La, ou plutôt le politique, est inhérent à la nature humaine. Comme le dit Aristote, « l’homme est par nature un animal politique ». Cela signifie que son essence s’actualise dans le social, le rapport aux autres. Il ne devient vraiment homme que dans la Cité. Il l’explique par la présence en lui de la parole, non la phone, mais le logos, qui lui permet d’échanger sur le juste et l’injuste, l’utile et le nuisible par exemple. Elle semble donc être immanquablement l’affaire de tous puisque condition de l’humanité. Mais cela ne signifie pas que tous s’y intéressent. En effet, les individus se désintéressent souvent des problèmes politiques nationaux ou internationaux trop éloignés de leur propre existence et ce pour plusieurs raisons :

Ils vivent la politique comme une fatalité, n’ayant pas le sentiment que leur voix individuelle compte, qu’ils ont une quelconque influence sur les décisions.

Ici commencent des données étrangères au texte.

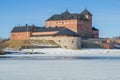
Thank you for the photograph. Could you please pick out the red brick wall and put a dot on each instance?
(70, 24)
(80, 26)
(20, 35)
(44, 33)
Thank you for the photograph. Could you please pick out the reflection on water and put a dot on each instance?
(59, 57)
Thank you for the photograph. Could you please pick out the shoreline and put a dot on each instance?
(65, 52)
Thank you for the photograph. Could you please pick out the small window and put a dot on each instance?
(72, 41)
(13, 35)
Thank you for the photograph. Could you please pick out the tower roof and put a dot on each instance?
(86, 12)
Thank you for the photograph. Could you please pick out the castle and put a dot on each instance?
(66, 29)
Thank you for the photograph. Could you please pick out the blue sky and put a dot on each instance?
(106, 13)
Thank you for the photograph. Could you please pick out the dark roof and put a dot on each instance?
(93, 28)
(67, 16)
(22, 28)
(66, 31)
(43, 29)
(86, 12)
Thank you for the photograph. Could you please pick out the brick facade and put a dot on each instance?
(20, 35)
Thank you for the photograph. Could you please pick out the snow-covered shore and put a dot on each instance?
(66, 52)
(61, 51)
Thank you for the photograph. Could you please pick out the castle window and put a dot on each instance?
(72, 41)
(13, 35)
(65, 46)
(59, 41)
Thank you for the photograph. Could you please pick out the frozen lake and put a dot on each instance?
(60, 68)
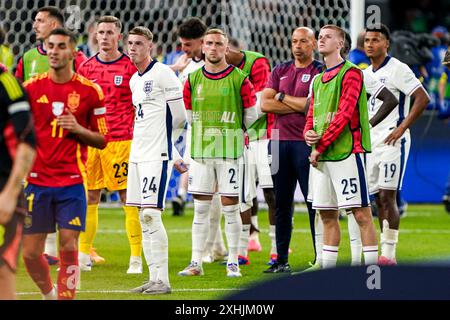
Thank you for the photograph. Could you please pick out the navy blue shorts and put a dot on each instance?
(47, 206)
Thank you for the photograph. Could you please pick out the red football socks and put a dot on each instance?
(68, 275)
(39, 271)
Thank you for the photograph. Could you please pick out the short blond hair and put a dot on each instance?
(142, 31)
(216, 31)
(340, 31)
(110, 19)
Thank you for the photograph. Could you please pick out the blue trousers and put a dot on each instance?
(290, 164)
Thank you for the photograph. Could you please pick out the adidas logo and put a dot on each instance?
(42, 99)
(75, 222)
(66, 294)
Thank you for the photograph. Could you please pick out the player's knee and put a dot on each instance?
(269, 196)
(388, 198)
(229, 201)
(363, 217)
(329, 218)
(231, 213)
(94, 196)
(201, 210)
(123, 196)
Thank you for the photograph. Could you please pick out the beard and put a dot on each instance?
(214, 60)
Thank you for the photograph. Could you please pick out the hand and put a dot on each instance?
(181, 63)
(311, 137)
(180, 166)
(396, 134)
(69, 122)
(7, 207)
(314, 158)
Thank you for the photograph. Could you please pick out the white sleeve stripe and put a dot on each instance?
(18, 107)
(379, 90)
(175, 99)
(415, 88)
(99, 111)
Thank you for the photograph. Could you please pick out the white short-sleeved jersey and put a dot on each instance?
(373, 86)
(152, 91)
(194, 65)
(401, 81)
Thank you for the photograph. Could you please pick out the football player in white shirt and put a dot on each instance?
(390, 139)
(160, 118)
(376, 90)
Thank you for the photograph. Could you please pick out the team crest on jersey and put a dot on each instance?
(73, 101)
(148, 87)
(57, 108)
(118, 80)
(28, 221)
(199, 90)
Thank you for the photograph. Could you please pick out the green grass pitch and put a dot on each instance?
(424, 235)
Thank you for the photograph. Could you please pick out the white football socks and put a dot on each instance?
(389, 241)
(155, 236)
(318, 238)
(233, 227)
(370, 255)
(329, 256)
(243, 240)
(215, 213)
(200, 229)
(273, 241)
(354, 234)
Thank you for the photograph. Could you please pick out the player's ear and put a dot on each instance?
(151, 46)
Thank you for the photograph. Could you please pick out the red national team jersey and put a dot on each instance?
(114, 78)
(61, 157)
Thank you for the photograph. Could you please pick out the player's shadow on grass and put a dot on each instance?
(406, 282)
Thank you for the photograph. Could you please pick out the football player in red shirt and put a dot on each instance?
(69, 115)
(35, 62)
(17, 151)
(112, 70)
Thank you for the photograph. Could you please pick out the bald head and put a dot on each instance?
(303, 45)
(305, 31)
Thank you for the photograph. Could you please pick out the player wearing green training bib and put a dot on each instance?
(220, 101)
(337, 128)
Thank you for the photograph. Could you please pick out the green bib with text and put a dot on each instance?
(326, 102)
(34, 63)
(217, 112)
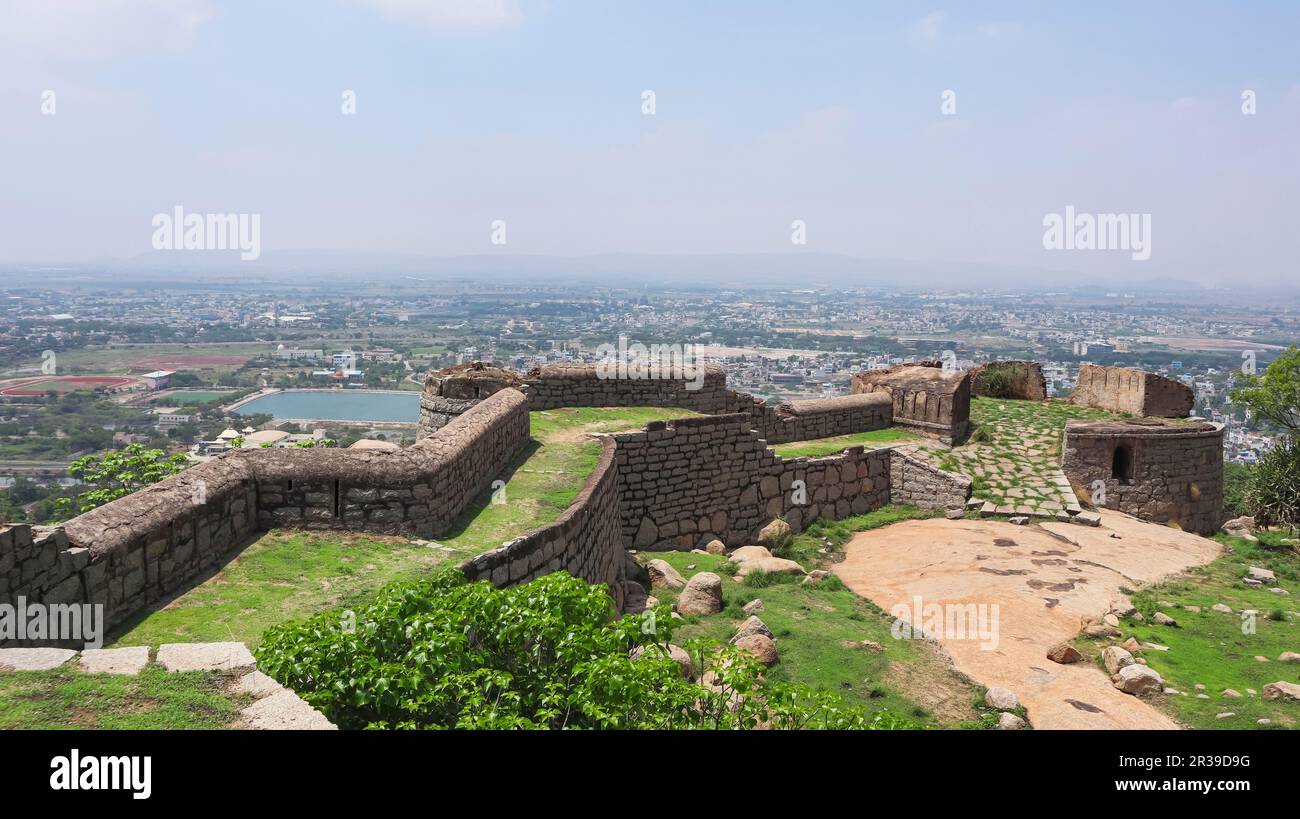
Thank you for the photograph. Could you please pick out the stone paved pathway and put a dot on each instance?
(1014, 456)
(277, 707)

Dans les grands Etats, les citoyens ne se connaissent que localement et voient difficilement le rapport entre les problèmes politiques généraux et ceux qu’ils rencontrent dans leurs quotidiens. C’est ce que montre Tocqueville dans de la démocratie en Amérique, II, 2ème partie, IV. « On tire difficilement un homme de lui-même pour l’intéresser à la destinée de  tout l’Etat, parce qu’il comprend mal l’influence que la destinée de l’Etat peut exercer sur son sort. ».

Les citoyens sont également de plus en plus mobilisés par les activités individuelles. Benjamin Constant distingue historiquement deux types de participation des citoyens aux affaires de la cité. Dans les républiques de l’Antiquité, la participation des citoyens étaient directe. Dans les systèmes politiques modernes qui apparaissent au XVIII è siècle, les citoyens délèguent l’activité politique à des représentants pour se concentrer sur leur existence individuelle. « la danger de la liberté moderne, c’est qu’absorbés dans la jouissance de notre indépendance privée, et dans la poursuite de nos intérêts particuliers, nous ne renoncions trop facilement à notre droit de partage dans le pouvoir politique.  » De la liberté des Anciens comparée à celle des Modernes. 

C’est pourquoi l’Etat doit également garantir les conditions d’une participation des citoyens. Si les citoyens sont empêchés par l’exclusion sociale ou dans des conditions de vie précaire, ils ne peuvent consacrer du temps à la vie politique. Lorsqu’une personne peine à subvenir à ses besoins fondamentaux, elle ne peut décemment trouver les moyens de s’intéresser aux affaires publiques.

C’est pourquoi il doit aussi confier aux citoyens la gestion de la politique locale pour s’intéresser aux problèmes généraux par la suite. « Mais faut-il faire passer un chemin au bout de son domaine, il verra d’un premier coup d’oeil qu’il se rencontre un rapport entre cette petite affaire publique et ses plus grandes affaires privées. » Tocqueville Ibid

Enfin la politique ne se limite pas à l’activité des politiciens mais englobe aussi les contre-pouvoirs (médias, ONG) qui peuvent exprimer leurs préoccupations et leurs intérêts.